Se esta dificuldade existe para propostas simples a nível das prefeituras, elas são maiores ainda para propostas complexas para governos estaduais ou para o governo federal.Isto não torna o trabalho de diagnóstico e elaboração de propostas um exercício inútil, mas permite entender melhor o seu alcance. Só em casos excepcionais propostas bem fundamentadas, mas caras e complexas, são adotadas diretamente pelos governantes. Mas elas podem ter um efeito de longo prazo, de formação das agendas de política pública. Propostas bem construídas circulam pela imprensa, alimentam colunas de opinião, aparecem em debates eleitorais e aos poucos tornam-se parte do vocabulário comum, inclusive de adversários ideológicos, que raramente citam a fonte original mas acabam absorvendo os argumentos. Para isto, além de tecnicamente bem elaboradas, elas precisam ser claramente inteligíveis e comunicáveis em suas ideias centrais, sem se perder em detalhes. Não basta elaborar um bom projeto e esperar que ele que ele se imponha pela força dos dados e dos argumentos.
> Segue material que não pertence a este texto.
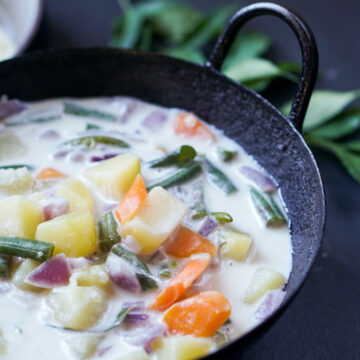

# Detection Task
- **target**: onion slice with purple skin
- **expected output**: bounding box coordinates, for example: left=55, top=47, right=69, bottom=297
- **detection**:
left=240, top=166, right=276, bottom=193
left=105, top=253, right=141, bottom=292
left=198, top=216, right=219, bottom=238
left=24, top=254, right=71, bottom=289
left=0, top=99, right=26, bottom=119
left=254, top=290, right=286, bottom=321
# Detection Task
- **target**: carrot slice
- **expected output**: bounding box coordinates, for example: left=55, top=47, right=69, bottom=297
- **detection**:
left=174, top=113, right=215, bottom=141
left=163, top=291, right=231, bottom=337
left=115, top=175, right=147, bottom=225
left=149, top=256, right=210, bottom=311
left=35, top=168, right=67, bottom=180
left=165, top=225, right=217, bottom=258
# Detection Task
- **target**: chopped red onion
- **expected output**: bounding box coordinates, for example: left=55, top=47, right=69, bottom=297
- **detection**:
left=122, top=236, right=142, bottom=254
left=0, top=99, right=26, bottom=119
left=254, top=290, right=286, bottom=321
left=124, top=323, right=167, bottom=349
left=90, top=154, right=119, bottom=162
left=198, top=216, right=219, bottom=237
left=142, top=110, right=167, bottom=131
left=68, top=257, right=89, bottom=270
left=40, top=196, right=70, bottom=221
left=105, top=254, right=141, bottom=292
left=240, top=166, right=276, bottom=193
left=24, top=254, right=71, bottom=289
left=39, top=129, right=60, bottom=140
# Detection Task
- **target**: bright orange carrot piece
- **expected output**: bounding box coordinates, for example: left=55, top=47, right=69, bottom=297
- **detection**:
left=165, top=225, right=217, bottom=258
left=174, top=113, right=215, bottom=140
left=149, top=256, right=210, bottom=311
left=115, top=175, right=147, bottom=224
left=35, top=168, right=67, bottom=180
left=163, top=291, right=231, bottom=337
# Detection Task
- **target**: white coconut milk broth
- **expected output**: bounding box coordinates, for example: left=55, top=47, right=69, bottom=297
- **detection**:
left=0, top=98, right=292, bottom=360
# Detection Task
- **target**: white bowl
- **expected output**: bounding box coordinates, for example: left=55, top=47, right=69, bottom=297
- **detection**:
left=0, top=0, right=43, bottom=60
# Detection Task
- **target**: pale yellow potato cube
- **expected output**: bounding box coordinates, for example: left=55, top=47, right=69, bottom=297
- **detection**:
left=122, top=187, right=189, bottom=254
left=156, top=335, right=213, bottom=360
left=65, top=334, right=104, bottom=360
left=35, top=211, right=98, bottom=257
left=71, top=265, right=109, bottom=288
left=220, top=230, right=251, bottom=261
left=114, top=349, right=151, bottom=360
left=12, top=259, right=41, bottom=291
left=244, top=268, right=286, bottom=304
left=56, top=179, right=94, bottom=212
left=48, top=285, right=108, bottom=330
left=83, top=154, right=140, bottom=200
left=0, top=195, right=44, bottom=239
left=0, top=167, right=32, bottom=194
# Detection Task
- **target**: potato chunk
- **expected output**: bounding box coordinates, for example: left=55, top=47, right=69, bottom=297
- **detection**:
left=12, top=259, right=41, bottom=291
left=83, top=154, right=140, bottom=200
left=49, top=285, right=108, bottom=330
left=71, top=265, right=109, bottom=288
left=35, top=211, right=98, bottom=257
left=244, top=268, right=286, bottom=304
left=0, top=195, right=44, bottom=239
left=114, top=349, right=151, bottom=360
left=0, top=167, right=32, bottom=194
left=122, top=187, right=188, bottom=254
left=221, top=230, right=251, bottom=261
left=56, top=179, right=94, bottom=212
left=66, top=334, right=103, bottom=360
left=157, top=335, right=213, bottom=360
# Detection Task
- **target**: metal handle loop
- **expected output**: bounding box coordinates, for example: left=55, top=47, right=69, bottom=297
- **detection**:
left=205, top=2, right=318, bottom=131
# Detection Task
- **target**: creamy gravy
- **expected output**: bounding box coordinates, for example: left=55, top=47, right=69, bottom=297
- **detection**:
left=0, top=96, right=292, bottom=360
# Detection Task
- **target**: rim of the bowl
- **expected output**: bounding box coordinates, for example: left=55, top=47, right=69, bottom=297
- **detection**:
left=12, top=0, right=44, bottom=57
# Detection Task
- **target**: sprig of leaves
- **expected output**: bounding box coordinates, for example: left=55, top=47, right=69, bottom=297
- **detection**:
left=110, top=0, right=360, bottom=182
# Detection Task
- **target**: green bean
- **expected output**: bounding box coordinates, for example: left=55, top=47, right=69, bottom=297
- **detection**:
left=0, top=236, right=54, bottom=261
left=217, top=147, right=237, bottom=162
left=0, top=255, right=11, bottom=278
left=211, top=212, right=233, bottom=224
left=61, top=136, right=129, bottom=148
left=250, top=187, right=286, bottom=227
left=147, top=145, right=196, bottom=168
left=64, top=101, right=117, bottom=122
left=99, top=211, right=121, bottom=253
left=111, top=244, right=158, bottom=291
left=202, top=159, right=237, bottom=195
left=146, top=161, right=201, bottom=191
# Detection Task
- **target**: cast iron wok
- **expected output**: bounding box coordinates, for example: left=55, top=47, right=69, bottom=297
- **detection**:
left=0, top=3, right=325, bottom=359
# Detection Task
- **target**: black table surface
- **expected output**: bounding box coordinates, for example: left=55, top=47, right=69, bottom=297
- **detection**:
left=30, top=0, right=360, bottom=360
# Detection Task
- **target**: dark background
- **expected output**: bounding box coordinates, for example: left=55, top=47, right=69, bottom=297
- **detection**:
left=30, top=0, right=360, bottom=360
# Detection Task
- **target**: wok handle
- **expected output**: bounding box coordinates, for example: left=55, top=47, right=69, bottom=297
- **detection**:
left=205, top=2, right=319, bottom=131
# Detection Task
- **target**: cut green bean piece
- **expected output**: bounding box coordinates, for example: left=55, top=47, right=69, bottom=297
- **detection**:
left=0, top=164, right=34, bottom=171
left=0, top=255, right=11, bottom=278
left=146, top=161, right=201, bottom=191
left=250, top=187, right=286, bottom=227
left=211, top=212, right=233, bottom=224
left=111, top=244, right=158, bottom=291
left=217, top=147, right=237, bottom=162
left=0, top=236, right=54, bottom=261
left=147, top=145, right=197, bottom=168
left=85, top=123, right=101, bottom=130
left=202, top=159, right=237, bottom=195
left=99, top=211, right=121, bottom=253
left=61, top=136, right=129, bottom=148
left=64, top=101, right=117, bottom=122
A comunicação não é um canal secundário, mas, quando bem feita, é tão ou mais eficaz do que o próprio projeto ou proposta que lhe deu origem.
O que traz um dilema que quem trabalha com políticas públicas conhece bem: que grau de detalhe, ou especificidade, as boas propostas precisam ter? Propostas amplas — melhorar o ensino médio, profissionalizar a gestão municipal — são fáceis de comunicar e não assustam ninguém, mas são vazias demais para orientar qualquer decisão. Propostas detalhadas, com desenho de implementação, cronograma, fontes de financiamento e identificação de quem ganha e quem perde são as únicas capazes de gerar mudança real, mas criam mais pontos de atrito: quanto mais específica, maior a chance de que algum detalhe desagrade mesmo a quem, por afinidade política, estaria disposto a adotá-la.
Não há solução fácil, mas os dois estudos sugerem um caminho: apostar menos na crença de que a evidência e lógica falam por si e mais em uma estratégia de comunicação. Pensar quem leva a mensagem e para quem, aceitando que o mesmo conteúdo pode precisar de portadores diferentes conforme o interlocutor. Formular propostas certas é a parte fácil. Fazê-las atravessar a desconfiança política e a real capacidade de execução é o verdadeiro trabalho, e é nisso que os formuladores de propostas para o próximo governo deveriam pensar, tanto quanto no conteúdo técnico de suas recomendações.
[1] Hjort, Jonas, Diana Moreira, Gautam Rao, and Juan Francisco Santini. 2021. “How research affects policy: Experimental evidence from 2,150 Brazilian municipalities.” American Economic Review 111(5):1442-80.
[2] Garcia-Hombrados, Jorge, Marcel Jansen, Ángel Martínez, Berkay Özcan, Pedro Rey-Biel, and Antonio Roldán-Monés. 2024. Ideological Alignment and Evidence-Based Policy Adoption. Institute of Labor Economics (IZA).